Could you also please get us one days worth of logs of all pods (with log level debug)? This would help us a lot in analyzing the situation 🙏
Hey! Any news on this?
hey there! I know we owe you a memory dump but this is not fixed yet, even with a larger pool size
Sorry, this was autoclosed by mistake
Describe the bug Some time after starting them, requests to pods start failing and MySQL connection issues show up in logs. These pods frequently fail their health checks and are eventually restarted by K8s.
To Reproduce Let pods process requests for some time.

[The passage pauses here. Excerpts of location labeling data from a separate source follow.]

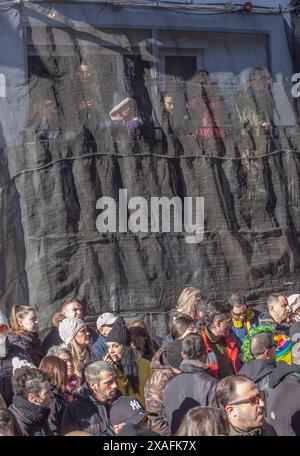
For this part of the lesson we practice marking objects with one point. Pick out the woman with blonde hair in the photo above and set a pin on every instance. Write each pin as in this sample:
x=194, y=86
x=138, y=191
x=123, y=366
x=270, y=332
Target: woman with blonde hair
x=188, y=302
x=187, y=306
x=141, y=339
x=24, y=333
x=75, y=335
x=204, y=421
x=56, y=368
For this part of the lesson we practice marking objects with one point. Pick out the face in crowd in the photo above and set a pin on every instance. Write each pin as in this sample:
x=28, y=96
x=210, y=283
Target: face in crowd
x=44, y=397
x=30, y=322
x=221, y=325
x=73, y=310
x=279, y=309
x=106, y=388
x=82, y=337
x=67, y=358
x=246, y=412
x=239, y=312
x=168, y=103
x=114, y=350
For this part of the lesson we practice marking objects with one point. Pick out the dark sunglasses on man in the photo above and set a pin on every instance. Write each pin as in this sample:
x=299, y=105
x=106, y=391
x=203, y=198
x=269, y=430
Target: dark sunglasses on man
x=253, y=400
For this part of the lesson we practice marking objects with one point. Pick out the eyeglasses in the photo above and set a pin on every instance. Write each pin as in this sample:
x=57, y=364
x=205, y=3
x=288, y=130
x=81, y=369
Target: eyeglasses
x=242, y=314
x=273, y=344
x=253, y=400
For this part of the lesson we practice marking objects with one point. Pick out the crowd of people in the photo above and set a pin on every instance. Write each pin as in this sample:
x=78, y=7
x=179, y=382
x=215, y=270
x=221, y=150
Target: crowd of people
x=223, y=369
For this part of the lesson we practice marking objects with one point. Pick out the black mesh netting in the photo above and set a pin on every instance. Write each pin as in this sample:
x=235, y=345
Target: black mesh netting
x=112, y=109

Expected behavior Requests are processed correctly.
Screenshots N/A
STDOUT/STDERR
POSSystem (please complete the following information):
Cashbox Information (please complete the following information): The problem doesn't seem cashbox-dependent at all. Some examples:
Additional context We have 1k+ active cashboxes.
The less instances we start, the sooner we start seeing these errors. With 3 instances errors started showing up within minutes of starting them. With 20 instances it took a few hours.
After adding new instances, old ones are still experiencing the errors until they are restarted.
The database connection limit is 2000 and the number of active connection is always below 700. The errors were also showing up when we temporarily spun up a 96 CPU database instance, so a database issue is very unlikely.